# 4 day old pigeon



## 4baiers (Aug 14, 2009)

A few weeks ago we stayed at a hotel that was going to destroy a nest and 2 day old egg. Brought the egg home, made an incubator and much to our suprise it hatched. Today is day 4 and he is VERY active and wants to eat almost all the time. I have read not to feed him until his crop is empty and I'm not sure how to tell if it is completely empty. If anyone has any pictures, it would be helpful or any other suggestions beyond the basics. From day one he attacked the food so we are able to feed him from a tube on the end of a syringe. We have a heating pad that keeps his bed at 90-92 degrees. I am just worried he is not getting enough food! Also, does he need water?
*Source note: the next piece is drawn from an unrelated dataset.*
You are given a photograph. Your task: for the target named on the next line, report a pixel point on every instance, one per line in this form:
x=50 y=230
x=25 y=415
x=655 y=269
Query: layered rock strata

I have been giving him a little bit at the end of his feedings.
Rochelle


----------



## Anarrowescape (Jan 6, 2004)

What are you feeding the baby? It depends on what the baby is getting fed weather it needs water or not. If your not feeding him kaytee bird formula please do so. It provides the proper nutrients needed for its growth. You know when the crop is empty by feeling it. its the sack like thing on the babies neck. The picture you provided looks like its full. You feel for what ever your feeding it. Sometimes it will look full cause of oxygen from the syringe. Please keep us updated.


----------



## TAWhatley (Mar 6, 2001)

Hi Rochelle and welcome to Pigeon-Talk! That's pretty darned impressive that you managed to incubate the egg and are raising the baby! Very well done! 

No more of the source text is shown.